[PATCH 1/2] af_unix: Do not wait for garbage collector in sendmsg()
From: Nam Cao <hidden>
Date: 2026-07-01 16:36:04
Also in:
linux-rt-devel, lkml
Subsystem:
networking [general], networking [unix sockets], the rest · Maintainers:
"David S. Miller", Eric Dumazet, Jakub Kicinski, Paolo Abeni, Kuniyuki Iwashima, Linus Torvalds
AF_UNIX sockets' sendmsg() schedules and blocks on the garbage collector if user has too many inflight unix sockets. This causes real-time issues, as high priority processes who do need to send lots of unix sockets get blocked by the garbage collector which runs as workqueue, causing a priority inversion scenario. The reason for blocking on garbage collector goes back to 2008, when it was reported that "Local/unprivileged users can cause soft lockups and take out system processes by triggering the OOM killer": https://bugzilla.redhat.com/show_bug.cgi?id=470201 The soft lockup was because a process can keep queueing AF_UNIX sockets to another process that is exiting. Back in 2008, the garbage collector was run synchronously by the exiting process, therefore keep queueing AF_UNIX sockets blocks that process from exiting.
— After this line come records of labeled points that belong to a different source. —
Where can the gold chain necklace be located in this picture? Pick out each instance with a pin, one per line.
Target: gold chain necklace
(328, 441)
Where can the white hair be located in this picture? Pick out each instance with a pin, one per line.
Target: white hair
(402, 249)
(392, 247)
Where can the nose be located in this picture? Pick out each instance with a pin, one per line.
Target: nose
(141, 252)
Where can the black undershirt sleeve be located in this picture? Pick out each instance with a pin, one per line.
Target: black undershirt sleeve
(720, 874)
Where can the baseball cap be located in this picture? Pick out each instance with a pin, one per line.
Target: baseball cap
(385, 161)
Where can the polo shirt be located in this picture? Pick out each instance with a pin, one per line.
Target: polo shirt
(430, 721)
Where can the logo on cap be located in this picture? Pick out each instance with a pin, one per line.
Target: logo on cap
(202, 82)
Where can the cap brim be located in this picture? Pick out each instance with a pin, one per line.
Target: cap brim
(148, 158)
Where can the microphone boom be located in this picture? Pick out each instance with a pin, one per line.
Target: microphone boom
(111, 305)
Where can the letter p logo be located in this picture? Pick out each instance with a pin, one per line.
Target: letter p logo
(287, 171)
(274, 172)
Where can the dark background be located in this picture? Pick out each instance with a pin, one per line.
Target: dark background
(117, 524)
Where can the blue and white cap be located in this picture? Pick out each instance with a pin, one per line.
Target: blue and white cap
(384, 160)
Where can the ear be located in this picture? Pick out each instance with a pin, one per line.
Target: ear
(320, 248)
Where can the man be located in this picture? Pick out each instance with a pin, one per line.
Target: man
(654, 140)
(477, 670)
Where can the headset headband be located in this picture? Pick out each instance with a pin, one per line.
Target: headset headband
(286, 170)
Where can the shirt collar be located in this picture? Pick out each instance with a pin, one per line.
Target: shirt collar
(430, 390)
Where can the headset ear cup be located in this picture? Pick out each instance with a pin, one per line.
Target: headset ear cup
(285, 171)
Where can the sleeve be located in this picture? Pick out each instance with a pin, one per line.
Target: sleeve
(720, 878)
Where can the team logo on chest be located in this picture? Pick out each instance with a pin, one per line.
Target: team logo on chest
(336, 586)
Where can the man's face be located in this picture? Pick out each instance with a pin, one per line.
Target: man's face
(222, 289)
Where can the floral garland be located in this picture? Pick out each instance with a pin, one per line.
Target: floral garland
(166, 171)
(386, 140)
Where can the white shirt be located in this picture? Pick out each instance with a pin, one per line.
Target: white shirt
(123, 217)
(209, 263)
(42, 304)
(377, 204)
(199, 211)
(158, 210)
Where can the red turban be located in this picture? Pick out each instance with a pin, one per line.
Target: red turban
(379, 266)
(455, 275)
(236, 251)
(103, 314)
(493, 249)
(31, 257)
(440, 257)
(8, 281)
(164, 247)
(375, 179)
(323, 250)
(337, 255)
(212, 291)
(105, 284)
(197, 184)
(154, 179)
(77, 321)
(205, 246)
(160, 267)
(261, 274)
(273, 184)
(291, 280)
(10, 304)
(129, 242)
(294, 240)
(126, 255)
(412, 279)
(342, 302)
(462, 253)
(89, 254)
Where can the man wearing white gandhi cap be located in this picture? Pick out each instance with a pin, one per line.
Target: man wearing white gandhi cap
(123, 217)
The solution to that issue was forcing sendmsg() to wait for ongoing garbage collector. The OOM killer issue was brought up again in 2010: https://lore.kernel.org/lkml/AANLkTi=Q967xpX0KLMwX-=_4_1AKO5wjHEuJ1TrNjCj9@mail.gmail.com/ (local) To resolve that report, beside blocking on the garbage collector, sendmsg() also schedules the garbage collector if the number of inflight AF_UNIX sockets in the system is too high. Then in 2015, once again, the OOM killer problem was brought up: https://lore.kernel.org/lkml/20151228141435.GA13351@1wt.eu/ (local) That time, the issue was resolved by disallowing a user from having more inflight AF_UNIX sockets than their RLIMIT_NOFILE. That was done by commit 712f4aad406b ("unix: properly account for FDs passed over unix sockets") and commit 415e3d3e90ce ("unix: correctly track in-flight fds in sending process user_struct"). Now, sendmsg() does not have to block on the garbage collector anymore, because: - The OOM killer issue has already been addressed by checking RLIMIT_NOFILE. - The soft lockup issue is no longer relevant, because the garbage collector now runs asynchronously since commit d9f21b361333 ("af_unix: Try to run GC async.") Therefore, remove that to prevent priority inversion. Running all the reproducers from the mentioned bug reports after this patch, no problem is observed. Signed-off-by: Nam Cao <redacted> --- net/unix/garbage.c | 2 -- 1 file changed, 2 deletions(-)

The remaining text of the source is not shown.